2008年の春。コロラド州デンバーの研究所に勤務していた時のことです。前年のリーマン・ショックから全米は不況の真っ只中。住宅街のあちらこちらで「売り家」の標識が目につきます。

ある日の夕方、研究所から戻り、車をガレージに入れて玄関の前まで来ると、そこに「フォー・セール(売り出し中)」の看板が… 。じぇじぇじぇ!  とはこのことです。とっさに家を間違えたのかと錯覚しました。

この家のオーナーは人のいい韓国人女性。お嬢さんは次女の通っている補習校の同級生で、日頃から親しくお付き合いしています。ご自身は美容院を経営する傍ら、何軒かの貸家も保有していて、韓国人社会では成功者の1人。早速、電話して事情を確認しました。

彼女の説明では、銀行からの融資で不動産経営を手広くやってきたが、リーマン・ショックで不動産が暴落。担保価値も激減して、このままでは借金も返せない。仕方なく優良物件から売りに出している。お宅とは契約が2ヵ月残っているので、それまでに何とか転居してくれないか、とのこと。

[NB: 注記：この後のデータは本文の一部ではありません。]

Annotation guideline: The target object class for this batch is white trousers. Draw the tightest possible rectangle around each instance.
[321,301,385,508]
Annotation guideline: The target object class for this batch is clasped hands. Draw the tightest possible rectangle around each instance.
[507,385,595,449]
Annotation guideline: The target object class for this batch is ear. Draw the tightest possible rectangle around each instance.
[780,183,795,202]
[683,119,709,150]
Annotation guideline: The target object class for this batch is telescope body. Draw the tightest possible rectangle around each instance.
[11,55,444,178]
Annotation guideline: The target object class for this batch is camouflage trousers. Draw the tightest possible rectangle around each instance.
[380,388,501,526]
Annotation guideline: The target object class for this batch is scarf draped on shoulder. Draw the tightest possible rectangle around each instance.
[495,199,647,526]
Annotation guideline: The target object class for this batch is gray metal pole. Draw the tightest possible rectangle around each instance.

突然言われても、こちらにも色々と事情があります。隣に住む弁護士のマーク氏に相談してみました。彼の意見は法律家らしく、「借家人には居住権がある。何も瑕疵がないのなら立ち退く必要はない」と正論を主張します。とはいえ、親しくしている方との法律論争は本意ではありません。止む無く転居することにしました。

新しい家は米人のオーナーですが、至ってルーズ。不具合箇所の修理をお願いしても返事だけはいいのですが、実行がともないません。一家で夕食を囲むと誰からともなく呟きがでるようになりました。